Por otro lado, Carmen Ortiz ha admitido que a nivel comunitario se han logrado avances en cuanto a los mecanismos de gestión de mercados, como la actualización de los precios de retirada y el fortalecimiento de las organizaciones de productores e interprofesionales. Sin embargo, «la última reforma se ha quedado corta en este aspecto fundamental para equilibrar la cadena alimentaria», ha recalcado la consejera.

La titular de Agricultura ha afirmado que 2017 «será clave para definir cómo será la PAC después de 2020» porque la Comisión Europea presentará a finales de año una estrategia; se está negociando el Reglamento Omnibus, que modifica los cuatros reglamentos más importantes de esta política y «podría sentar precedentes de cara a la futura reforma»; y está pendiente conocer los efectos del Brexit sobre la negociación presupuestaria. A esto se suma el anuncio de la ministra de Agricultura y Pesca, Alimentación y Medio Ambiente, Isabel García Tejerina, de la celebración a finales de marzo de una conferencia, abierta a los agentes del sector, para fijar la posición española y abrir un debate.

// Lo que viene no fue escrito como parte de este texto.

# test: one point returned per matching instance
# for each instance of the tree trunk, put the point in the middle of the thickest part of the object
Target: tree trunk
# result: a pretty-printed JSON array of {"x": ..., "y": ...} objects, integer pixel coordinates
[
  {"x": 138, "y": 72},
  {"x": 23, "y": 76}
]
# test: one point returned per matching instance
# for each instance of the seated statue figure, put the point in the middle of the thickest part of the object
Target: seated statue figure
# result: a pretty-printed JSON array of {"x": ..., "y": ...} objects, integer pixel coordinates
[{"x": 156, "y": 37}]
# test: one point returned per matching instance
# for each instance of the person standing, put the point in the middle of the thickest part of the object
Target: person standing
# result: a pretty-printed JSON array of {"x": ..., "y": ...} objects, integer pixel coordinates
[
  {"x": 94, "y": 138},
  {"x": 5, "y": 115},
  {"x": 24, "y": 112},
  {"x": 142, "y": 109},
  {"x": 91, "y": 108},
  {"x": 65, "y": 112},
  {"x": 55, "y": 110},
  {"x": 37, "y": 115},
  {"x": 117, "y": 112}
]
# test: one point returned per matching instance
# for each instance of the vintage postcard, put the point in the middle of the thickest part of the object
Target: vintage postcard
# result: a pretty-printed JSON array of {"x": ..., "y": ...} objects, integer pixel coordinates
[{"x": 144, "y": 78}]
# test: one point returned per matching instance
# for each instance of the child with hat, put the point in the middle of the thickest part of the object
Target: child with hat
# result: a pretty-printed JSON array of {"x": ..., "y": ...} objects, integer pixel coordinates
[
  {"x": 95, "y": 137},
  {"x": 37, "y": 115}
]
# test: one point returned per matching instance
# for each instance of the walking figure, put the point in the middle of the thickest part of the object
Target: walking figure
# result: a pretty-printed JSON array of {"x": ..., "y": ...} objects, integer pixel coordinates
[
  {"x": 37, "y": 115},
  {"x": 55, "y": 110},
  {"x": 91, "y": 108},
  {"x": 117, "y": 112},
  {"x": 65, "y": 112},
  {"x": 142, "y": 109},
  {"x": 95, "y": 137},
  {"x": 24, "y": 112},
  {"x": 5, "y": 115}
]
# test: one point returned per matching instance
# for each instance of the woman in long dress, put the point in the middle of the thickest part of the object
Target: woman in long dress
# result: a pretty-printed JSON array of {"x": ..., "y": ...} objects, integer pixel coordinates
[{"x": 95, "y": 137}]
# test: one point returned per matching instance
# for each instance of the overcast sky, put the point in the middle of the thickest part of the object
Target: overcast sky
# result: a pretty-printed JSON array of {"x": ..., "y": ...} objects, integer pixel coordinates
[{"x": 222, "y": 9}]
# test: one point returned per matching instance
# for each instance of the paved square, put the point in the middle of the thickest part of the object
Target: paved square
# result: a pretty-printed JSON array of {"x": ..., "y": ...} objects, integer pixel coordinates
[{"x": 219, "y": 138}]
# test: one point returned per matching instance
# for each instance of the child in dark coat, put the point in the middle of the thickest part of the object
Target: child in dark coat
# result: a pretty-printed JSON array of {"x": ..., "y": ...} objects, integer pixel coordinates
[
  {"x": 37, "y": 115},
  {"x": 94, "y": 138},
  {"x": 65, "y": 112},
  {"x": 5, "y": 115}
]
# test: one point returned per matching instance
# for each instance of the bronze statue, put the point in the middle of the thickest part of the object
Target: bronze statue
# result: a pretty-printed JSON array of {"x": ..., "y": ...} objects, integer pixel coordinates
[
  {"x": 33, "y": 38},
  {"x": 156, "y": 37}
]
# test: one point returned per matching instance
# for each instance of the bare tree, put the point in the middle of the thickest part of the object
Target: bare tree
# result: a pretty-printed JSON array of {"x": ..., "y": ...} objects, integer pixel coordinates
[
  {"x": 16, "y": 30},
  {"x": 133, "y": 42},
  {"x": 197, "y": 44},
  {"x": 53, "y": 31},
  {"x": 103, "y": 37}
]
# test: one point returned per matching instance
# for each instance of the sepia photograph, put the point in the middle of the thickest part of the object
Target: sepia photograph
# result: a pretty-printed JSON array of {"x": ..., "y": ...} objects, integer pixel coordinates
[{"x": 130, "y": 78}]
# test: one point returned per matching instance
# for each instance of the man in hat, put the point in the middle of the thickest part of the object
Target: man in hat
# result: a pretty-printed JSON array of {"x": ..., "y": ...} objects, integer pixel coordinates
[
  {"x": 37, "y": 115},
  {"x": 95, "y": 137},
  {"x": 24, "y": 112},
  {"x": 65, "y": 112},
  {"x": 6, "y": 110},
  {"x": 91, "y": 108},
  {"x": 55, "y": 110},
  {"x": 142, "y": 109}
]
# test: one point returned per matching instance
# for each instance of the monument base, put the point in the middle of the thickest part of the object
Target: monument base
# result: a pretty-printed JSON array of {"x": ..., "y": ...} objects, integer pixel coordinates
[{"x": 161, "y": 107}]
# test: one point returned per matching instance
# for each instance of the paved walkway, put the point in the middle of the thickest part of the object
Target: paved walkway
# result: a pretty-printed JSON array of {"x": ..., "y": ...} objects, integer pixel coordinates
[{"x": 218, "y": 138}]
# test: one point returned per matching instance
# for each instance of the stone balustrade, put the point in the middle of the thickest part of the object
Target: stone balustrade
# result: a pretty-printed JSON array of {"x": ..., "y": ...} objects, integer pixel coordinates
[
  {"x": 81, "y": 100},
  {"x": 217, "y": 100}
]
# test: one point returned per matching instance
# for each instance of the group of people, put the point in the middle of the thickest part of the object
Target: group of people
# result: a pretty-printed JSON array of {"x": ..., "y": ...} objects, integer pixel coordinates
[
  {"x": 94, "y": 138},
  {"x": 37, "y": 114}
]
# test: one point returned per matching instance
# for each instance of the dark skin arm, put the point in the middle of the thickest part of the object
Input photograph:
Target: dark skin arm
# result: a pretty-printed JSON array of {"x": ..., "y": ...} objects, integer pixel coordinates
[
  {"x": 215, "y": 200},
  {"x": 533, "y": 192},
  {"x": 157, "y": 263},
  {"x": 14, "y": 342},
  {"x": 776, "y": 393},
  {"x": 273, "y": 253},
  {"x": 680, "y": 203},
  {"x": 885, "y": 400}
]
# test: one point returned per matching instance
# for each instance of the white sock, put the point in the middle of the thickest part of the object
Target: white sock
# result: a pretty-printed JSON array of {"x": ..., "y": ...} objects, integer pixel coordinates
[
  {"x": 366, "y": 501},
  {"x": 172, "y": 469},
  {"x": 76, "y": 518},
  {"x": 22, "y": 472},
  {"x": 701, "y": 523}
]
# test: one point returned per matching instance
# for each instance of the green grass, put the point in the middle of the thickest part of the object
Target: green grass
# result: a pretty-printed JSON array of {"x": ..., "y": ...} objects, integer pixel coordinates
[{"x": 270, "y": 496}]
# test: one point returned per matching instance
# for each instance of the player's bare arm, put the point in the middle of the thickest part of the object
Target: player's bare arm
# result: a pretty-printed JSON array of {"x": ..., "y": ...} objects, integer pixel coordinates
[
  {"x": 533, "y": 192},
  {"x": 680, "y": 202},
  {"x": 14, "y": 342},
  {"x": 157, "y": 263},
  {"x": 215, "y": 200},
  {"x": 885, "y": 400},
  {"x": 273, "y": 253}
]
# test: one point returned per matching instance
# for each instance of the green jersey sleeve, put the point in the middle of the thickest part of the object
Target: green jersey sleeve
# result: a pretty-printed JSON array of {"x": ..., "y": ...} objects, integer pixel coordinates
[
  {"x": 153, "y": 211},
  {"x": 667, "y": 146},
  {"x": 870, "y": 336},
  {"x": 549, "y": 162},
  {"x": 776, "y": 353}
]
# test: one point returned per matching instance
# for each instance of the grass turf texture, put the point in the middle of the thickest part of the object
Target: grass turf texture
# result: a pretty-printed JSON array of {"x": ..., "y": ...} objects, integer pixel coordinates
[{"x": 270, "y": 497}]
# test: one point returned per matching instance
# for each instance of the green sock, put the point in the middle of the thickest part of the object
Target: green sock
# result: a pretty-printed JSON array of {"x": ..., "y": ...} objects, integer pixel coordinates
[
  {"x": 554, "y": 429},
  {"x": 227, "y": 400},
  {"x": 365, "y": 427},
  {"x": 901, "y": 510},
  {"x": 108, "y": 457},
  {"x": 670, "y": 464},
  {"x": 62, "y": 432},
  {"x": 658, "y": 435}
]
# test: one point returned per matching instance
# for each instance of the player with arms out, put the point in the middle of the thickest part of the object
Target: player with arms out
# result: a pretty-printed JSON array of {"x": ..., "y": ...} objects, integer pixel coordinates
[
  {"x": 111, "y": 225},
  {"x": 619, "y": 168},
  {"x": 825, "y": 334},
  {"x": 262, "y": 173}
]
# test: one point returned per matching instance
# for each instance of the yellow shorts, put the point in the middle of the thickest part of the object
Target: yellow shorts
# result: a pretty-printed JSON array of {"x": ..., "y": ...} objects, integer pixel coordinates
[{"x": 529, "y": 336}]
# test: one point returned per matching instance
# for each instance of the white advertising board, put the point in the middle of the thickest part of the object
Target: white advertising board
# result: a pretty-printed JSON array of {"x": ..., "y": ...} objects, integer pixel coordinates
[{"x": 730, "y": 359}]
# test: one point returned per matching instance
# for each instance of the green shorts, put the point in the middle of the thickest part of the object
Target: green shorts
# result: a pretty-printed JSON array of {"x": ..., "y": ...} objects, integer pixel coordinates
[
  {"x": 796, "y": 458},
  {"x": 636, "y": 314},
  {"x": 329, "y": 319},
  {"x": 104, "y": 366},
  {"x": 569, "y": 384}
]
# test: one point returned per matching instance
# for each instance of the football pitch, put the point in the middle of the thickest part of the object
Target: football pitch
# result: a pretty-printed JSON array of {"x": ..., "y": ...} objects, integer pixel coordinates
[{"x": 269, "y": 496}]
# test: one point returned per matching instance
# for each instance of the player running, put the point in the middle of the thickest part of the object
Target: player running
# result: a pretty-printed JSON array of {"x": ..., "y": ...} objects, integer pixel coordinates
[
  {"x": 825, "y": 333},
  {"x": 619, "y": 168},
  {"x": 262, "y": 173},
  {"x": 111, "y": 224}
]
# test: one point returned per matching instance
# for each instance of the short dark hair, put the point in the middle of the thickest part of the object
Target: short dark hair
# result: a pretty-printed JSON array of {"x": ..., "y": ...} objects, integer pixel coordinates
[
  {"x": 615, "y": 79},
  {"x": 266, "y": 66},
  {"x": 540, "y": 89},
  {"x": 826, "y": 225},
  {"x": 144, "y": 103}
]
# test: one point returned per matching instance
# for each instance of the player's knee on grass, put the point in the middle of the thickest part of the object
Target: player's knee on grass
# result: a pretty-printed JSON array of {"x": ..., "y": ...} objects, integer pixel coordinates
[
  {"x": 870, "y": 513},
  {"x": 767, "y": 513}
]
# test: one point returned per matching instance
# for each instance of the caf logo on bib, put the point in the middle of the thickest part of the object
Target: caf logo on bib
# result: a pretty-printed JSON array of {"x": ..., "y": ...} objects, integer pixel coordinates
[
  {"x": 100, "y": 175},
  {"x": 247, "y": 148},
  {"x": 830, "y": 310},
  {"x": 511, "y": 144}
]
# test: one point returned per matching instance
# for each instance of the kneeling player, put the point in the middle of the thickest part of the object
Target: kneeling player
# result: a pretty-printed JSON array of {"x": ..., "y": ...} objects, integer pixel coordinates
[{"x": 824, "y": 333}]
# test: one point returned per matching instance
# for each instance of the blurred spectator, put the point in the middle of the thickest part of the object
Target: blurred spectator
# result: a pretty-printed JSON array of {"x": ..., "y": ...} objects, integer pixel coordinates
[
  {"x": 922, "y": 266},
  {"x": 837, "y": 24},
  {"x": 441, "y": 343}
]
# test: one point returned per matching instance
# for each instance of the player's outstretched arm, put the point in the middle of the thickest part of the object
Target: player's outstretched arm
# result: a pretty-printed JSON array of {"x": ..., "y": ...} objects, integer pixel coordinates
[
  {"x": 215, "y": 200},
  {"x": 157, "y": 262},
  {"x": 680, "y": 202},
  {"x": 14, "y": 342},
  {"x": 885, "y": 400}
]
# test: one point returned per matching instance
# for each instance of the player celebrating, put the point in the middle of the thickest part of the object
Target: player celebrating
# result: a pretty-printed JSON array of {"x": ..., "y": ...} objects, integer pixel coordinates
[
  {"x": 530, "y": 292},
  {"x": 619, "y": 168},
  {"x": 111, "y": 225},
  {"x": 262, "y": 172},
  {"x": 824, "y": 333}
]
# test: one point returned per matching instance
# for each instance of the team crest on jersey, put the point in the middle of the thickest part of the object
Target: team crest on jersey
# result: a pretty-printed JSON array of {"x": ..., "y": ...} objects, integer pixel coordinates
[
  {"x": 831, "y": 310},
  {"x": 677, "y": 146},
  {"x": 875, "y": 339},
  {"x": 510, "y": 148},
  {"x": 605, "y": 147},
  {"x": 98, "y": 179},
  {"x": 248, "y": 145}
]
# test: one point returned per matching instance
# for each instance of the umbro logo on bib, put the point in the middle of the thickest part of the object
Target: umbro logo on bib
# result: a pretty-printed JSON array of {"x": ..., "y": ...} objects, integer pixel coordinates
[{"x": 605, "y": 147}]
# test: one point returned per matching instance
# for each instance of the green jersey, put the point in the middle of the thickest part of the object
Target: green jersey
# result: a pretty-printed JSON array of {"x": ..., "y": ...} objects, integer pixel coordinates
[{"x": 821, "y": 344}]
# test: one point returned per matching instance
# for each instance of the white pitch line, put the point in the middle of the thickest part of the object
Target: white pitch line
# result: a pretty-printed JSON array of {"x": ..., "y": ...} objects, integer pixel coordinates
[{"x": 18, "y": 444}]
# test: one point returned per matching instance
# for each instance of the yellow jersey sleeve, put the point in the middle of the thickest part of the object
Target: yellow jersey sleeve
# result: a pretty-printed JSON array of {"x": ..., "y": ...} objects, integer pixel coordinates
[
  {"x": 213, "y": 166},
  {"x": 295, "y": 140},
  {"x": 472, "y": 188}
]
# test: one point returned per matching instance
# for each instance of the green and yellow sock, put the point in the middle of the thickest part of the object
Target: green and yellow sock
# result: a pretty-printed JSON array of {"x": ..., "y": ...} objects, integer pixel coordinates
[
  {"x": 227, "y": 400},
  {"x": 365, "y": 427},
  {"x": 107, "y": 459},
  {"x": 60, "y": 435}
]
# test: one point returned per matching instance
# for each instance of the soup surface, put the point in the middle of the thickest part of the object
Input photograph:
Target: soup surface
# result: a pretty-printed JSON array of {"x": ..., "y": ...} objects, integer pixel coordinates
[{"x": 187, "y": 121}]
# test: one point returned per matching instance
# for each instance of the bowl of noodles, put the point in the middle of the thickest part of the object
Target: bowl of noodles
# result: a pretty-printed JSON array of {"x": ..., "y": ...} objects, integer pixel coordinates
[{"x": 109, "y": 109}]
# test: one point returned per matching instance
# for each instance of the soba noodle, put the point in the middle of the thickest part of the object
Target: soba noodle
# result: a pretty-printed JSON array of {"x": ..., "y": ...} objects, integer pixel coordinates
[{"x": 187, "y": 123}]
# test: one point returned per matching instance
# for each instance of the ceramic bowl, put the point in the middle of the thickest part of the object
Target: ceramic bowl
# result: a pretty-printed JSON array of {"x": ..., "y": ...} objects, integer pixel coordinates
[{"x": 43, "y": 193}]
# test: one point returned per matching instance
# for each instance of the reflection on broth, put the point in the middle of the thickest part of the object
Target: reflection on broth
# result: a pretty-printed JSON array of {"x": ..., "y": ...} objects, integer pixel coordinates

«En estos momentos previos al debate de la PAC, lo que toca es analizar lo que funciona y lo que no, ver lo que están haciendo otros países y pensar cómo podemos reforzar la política más importante que aún perdura a nivel europeo», ha explicado Carmen Ortiz, que ha afirmado que la PAC «seguirá siendo muy necesaria para hacer frente a los grandes retos» del sector.

Entre estos desafíos, la consejera ha destacado algunas cuestiones universales, como la globalización, el crecimiento de la población mundial o el cambio climático; y otras particulares de Europa, como el relevo generacional, el aumento de la participación de la mujer o la mejora de la competitividad y sostenibilidad de las explotaciones agrarias.